Lowering off a piton allowed us to swing across into the bottom of the climb's hardest sections, the grey and red dihedrals. Above were the corner systems I had gazed at for months in photos of Bonnington battling with a huge roof. It was incredible to finally be here and we launched into it, purposefully not discussing the rapidly worsening weather behind us. A little like a child hiding from monsters under a blanket, we figured that by ignoring it, it couldn't possibly get us. How wrong could we be!

"As the wind rose quickly to a hurricane force our disappointment turned rapidly to desperation, our human frailty suddenly exposed."

The climbing was wild, hard and slow going but totally absorbing and it wasn't until the first snow flakes began to fall that we realized just how bad the gathering storm had become. Snow slickened rock shoes failed completely on the steep icy granite, so with little choice, but bitterly disappointed, we began a descent. Patagonia chose this opportune moment to teach us a lesson for ignoring her obvious warning signs.

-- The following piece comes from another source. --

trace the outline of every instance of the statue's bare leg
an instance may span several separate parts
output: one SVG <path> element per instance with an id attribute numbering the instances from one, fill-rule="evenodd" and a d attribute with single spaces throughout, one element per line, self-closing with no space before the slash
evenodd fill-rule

As the wind rose quickly to a hurricane force our disappointment turned rapidly to desperation, our human frailty suddenly exposed. The wind became so strong that it prevented us from pulling our abseil ropes, and the gale roared around our ears, trying its best to pluck us off the small icy ledges. At the bottom of each abseil the two of us would hunker down, attach both sets of mechanical ascenders and heave on the rope as if our lives depended on it, which, they did. Several times the rope did not move, held rigid in the wind's grip while we steeled ourselves for the hideous option of re-ascending the rope.

Last ditch attempts during slight lulls in the storm resulted in the ropes slowly, oh so slowly, coming down, centimeters at a time, slowly gaining momentum until the storm grabbed them in a new game, whipping them through the anchor to stream out, all eighty meters, cracking and flailing across the ledges and flakes of the wall, trying their best to get jammed. Often the first person down had to place protection to avoid being blown irretrievably away from the wall.

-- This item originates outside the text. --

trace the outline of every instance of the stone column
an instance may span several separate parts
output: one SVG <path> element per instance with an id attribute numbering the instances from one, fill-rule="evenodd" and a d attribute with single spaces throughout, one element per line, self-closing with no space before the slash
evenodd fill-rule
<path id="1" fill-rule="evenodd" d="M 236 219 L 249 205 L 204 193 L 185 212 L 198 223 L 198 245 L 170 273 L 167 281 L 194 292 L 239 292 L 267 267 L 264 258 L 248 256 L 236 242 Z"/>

While struggling to get one of these out on the second to last abseil I lost my grip, taking a bowel shaking swing out and across the east face, spinning like a puppet over five hundred meters of void and praying for the rusty pitons to hold together. We weren't having fun anymore, and our world was narrowed down to a few meters of rock and the screaming wind that seemed determined to eliminate us. Time slowed to a crawl and it seemed as if years had passed when we finally abseiled into the top of the icy descent gully. For the first time in hours we could smile - we were probably going to be OK.

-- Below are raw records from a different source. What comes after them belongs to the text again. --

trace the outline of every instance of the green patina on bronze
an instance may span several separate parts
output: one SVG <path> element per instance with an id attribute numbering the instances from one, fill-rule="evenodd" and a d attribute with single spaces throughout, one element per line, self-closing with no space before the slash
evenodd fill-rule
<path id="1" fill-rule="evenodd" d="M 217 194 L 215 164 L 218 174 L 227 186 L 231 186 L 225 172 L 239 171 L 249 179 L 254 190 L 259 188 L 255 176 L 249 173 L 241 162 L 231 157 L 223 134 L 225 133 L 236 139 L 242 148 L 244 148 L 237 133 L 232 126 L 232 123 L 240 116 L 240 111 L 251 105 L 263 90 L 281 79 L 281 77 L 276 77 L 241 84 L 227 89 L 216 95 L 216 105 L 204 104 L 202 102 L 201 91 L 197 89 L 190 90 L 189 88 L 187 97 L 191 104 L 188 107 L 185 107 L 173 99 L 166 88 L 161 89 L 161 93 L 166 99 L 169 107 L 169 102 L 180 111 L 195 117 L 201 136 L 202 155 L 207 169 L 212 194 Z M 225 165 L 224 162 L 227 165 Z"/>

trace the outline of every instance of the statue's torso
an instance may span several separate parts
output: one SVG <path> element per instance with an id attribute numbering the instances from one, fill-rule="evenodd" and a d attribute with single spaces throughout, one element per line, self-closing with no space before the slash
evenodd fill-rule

Back in base camp we licked our wounds, one frost-nipped big toe and a broken pinkie sustained from a large rolling boulder in the moraine. The days slipped by in a welter of tea drinking, chess playing and losing pull up competitions with our neighbors, the 'hard as nails' Slovenians. Above us the storms raged uninterrupted, guarding the mountain kingdom from all intruders as they have done almost uninterrupted since time immemorial. Our time frame was no contest for the immortal gales and all too soon we began carrying our gear down the valley, destined for another adventure further north, on the high slopes of Aconcagua. We were disappointed, but happy that we'd given it our best shot during the only gap afforded by the weather. To step foot on a Patagonian summit is a rare privilege, indeed, and in their elusiveness lies their allure. It is a place where your spirit can soar, or you can be crushed like an ant. A playground for those with a penchant for disappointment, a playground ruled by the wind.